Some days seem to have a theme to them.
This morning, your contributor went to post a parcel, and,
as usual, chatted for a few minutes with the sub-postmaster – one of a dying breed
in the UK.
This admirable man has managed to compensate for the decline
in postal services by expanding his shop to sell other products.
His reward is a massively increased bill for rates –
property taxes that in Britain are now only levied on places of business.
“I don’t know why I bother,” he said.
He has often said that over the years, but now his hair is
grey, and income is decreasing at the very time that fixed costs – the rates
most of all – are increasing. He cannot see things getting better.
He is the classic hard-working immigrant who has made money
out of a marginal business through long hours and enterprise. If he decides to
retire, it is unlikely that anyone else could be found who was willing and able
to do the same. The economy would lose another otherwise viable business, and
the local community would lose a valuable facility and social centre.

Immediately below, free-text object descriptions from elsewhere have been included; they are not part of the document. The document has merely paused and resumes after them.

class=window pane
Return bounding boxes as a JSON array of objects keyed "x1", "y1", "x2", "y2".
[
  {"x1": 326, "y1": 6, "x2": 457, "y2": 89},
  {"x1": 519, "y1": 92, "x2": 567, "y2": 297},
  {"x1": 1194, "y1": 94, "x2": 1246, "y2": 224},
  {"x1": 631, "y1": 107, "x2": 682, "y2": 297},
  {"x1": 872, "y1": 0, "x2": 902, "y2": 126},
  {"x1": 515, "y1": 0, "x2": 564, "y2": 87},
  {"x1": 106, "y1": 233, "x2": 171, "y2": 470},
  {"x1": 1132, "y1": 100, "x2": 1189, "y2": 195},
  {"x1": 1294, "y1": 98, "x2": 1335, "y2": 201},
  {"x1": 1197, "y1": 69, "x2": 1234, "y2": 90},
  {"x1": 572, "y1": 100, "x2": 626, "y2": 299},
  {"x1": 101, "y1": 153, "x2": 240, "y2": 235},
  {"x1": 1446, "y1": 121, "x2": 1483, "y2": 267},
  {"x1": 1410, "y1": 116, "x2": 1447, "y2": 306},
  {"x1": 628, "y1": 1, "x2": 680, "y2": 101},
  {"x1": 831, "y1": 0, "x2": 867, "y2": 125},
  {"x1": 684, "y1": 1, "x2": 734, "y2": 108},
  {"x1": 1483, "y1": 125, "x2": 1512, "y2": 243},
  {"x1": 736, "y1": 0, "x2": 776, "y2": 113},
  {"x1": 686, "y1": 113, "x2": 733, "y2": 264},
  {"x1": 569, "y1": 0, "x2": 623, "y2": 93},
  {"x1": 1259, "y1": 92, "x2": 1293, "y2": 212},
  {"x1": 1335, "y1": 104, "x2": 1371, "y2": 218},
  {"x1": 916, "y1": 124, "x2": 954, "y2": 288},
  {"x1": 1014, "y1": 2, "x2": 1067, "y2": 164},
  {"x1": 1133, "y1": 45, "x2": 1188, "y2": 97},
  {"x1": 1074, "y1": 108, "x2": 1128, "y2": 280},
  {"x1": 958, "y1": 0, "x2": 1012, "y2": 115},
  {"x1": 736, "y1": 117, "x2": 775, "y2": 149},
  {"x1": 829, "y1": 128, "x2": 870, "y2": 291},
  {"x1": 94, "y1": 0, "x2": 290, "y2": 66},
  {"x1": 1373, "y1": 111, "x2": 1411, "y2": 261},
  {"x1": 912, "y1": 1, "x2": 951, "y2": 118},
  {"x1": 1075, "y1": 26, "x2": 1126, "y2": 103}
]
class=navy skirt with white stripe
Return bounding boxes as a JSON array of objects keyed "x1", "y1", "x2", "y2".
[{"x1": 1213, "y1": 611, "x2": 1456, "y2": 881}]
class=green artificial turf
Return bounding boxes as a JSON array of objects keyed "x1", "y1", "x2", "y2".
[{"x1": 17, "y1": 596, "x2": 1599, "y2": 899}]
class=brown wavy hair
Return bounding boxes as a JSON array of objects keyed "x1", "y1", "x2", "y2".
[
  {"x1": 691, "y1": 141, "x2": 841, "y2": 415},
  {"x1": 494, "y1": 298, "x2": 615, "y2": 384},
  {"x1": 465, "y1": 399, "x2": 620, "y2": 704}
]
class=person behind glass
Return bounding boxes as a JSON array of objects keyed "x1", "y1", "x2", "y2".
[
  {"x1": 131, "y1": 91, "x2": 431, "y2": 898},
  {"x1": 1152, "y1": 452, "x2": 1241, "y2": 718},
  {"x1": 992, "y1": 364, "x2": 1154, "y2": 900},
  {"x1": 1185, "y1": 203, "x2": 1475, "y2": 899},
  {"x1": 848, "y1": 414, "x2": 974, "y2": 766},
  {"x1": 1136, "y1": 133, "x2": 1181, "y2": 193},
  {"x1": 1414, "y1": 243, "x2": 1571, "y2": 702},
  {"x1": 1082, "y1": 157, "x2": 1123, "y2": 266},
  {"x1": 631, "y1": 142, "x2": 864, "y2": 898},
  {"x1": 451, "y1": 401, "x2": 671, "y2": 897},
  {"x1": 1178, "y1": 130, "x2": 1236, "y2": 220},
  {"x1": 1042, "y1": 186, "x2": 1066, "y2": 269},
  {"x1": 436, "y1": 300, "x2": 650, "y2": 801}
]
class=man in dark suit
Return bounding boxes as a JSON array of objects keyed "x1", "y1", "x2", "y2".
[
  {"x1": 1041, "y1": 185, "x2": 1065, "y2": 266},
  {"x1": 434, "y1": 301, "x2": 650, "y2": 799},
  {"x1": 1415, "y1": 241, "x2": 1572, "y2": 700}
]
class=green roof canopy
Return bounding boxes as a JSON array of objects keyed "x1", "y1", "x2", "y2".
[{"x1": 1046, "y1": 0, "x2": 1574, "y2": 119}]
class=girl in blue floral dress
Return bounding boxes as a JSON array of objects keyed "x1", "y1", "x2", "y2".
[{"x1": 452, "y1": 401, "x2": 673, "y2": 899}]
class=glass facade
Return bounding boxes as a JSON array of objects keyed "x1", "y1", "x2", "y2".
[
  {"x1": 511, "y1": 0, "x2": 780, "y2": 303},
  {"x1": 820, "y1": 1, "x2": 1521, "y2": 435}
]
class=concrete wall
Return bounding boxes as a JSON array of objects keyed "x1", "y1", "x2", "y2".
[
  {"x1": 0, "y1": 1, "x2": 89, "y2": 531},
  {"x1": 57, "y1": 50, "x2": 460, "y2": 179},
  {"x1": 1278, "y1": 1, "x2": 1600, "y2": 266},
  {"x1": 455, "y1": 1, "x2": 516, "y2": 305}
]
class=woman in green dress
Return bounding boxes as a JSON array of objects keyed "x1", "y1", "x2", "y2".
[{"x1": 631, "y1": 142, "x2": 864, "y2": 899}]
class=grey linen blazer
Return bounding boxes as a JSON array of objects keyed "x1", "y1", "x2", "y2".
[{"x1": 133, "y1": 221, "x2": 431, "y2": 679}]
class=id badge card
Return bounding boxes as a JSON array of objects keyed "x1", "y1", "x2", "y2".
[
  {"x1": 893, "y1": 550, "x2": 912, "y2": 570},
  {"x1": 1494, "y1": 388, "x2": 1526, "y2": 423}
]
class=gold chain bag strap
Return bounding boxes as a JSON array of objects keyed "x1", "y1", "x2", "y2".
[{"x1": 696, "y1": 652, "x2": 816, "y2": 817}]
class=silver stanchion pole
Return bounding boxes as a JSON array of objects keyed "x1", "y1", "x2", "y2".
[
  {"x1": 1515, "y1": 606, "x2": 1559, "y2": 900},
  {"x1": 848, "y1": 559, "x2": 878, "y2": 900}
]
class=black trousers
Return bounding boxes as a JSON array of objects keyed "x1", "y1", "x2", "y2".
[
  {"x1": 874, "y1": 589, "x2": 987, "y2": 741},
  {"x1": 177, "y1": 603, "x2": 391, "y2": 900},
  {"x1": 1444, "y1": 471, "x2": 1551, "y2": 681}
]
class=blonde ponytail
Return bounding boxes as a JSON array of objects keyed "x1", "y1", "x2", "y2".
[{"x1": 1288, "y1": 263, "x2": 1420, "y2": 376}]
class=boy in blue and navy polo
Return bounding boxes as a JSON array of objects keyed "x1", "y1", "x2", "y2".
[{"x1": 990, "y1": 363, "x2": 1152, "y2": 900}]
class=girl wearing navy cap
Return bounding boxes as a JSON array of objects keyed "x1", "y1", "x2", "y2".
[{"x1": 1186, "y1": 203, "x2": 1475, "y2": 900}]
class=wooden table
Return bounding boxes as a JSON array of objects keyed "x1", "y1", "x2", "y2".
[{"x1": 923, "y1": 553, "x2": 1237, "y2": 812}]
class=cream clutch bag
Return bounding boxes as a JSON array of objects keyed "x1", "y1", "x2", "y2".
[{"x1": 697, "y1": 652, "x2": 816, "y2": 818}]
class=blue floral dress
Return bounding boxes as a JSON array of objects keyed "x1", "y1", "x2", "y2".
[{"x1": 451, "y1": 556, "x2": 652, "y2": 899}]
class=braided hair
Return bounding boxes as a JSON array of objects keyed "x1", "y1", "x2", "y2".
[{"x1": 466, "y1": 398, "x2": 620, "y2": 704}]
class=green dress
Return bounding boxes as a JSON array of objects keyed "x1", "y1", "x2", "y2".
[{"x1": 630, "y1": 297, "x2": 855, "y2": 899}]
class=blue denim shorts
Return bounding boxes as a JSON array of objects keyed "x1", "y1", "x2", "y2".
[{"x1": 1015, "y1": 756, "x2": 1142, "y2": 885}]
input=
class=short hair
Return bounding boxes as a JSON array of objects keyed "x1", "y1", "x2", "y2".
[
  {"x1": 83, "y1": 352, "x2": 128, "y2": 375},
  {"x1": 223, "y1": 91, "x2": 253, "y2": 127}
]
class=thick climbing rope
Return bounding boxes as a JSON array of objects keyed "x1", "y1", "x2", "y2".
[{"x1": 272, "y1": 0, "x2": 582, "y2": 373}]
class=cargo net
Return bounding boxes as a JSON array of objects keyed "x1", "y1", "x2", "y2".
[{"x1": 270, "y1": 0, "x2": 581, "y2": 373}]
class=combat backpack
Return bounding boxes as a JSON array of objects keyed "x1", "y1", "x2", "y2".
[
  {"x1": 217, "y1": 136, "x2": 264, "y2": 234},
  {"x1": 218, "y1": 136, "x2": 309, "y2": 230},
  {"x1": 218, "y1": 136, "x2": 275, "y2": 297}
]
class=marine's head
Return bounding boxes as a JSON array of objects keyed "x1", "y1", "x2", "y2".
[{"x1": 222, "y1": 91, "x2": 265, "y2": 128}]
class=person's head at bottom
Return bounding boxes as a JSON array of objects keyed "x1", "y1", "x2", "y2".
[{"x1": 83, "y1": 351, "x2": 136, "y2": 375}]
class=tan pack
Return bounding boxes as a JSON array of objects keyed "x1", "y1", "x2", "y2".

This afternoon, your contributor read a piece
on the same subject in Management Today,
after a recommendation from reader Martin – please keep the recommendations
coming, by the way.
It is no exaggeration to say that, within the British small
business community, business rate rises are the subject of as much complaint
and concern as the recession.
Shop-owners in particular are asking, “Why bother?”
Politicians do not care – it is a tax that it is
conveniently hidden from most voters. The media – who publicise the
politicians’ promises to “help” business without criticism or analysis – do not
Yet unless someone begins to care, tens of thousands of
otherwise viable businesses will close – and they will not reopen, or be
replaced, even after the recession ends.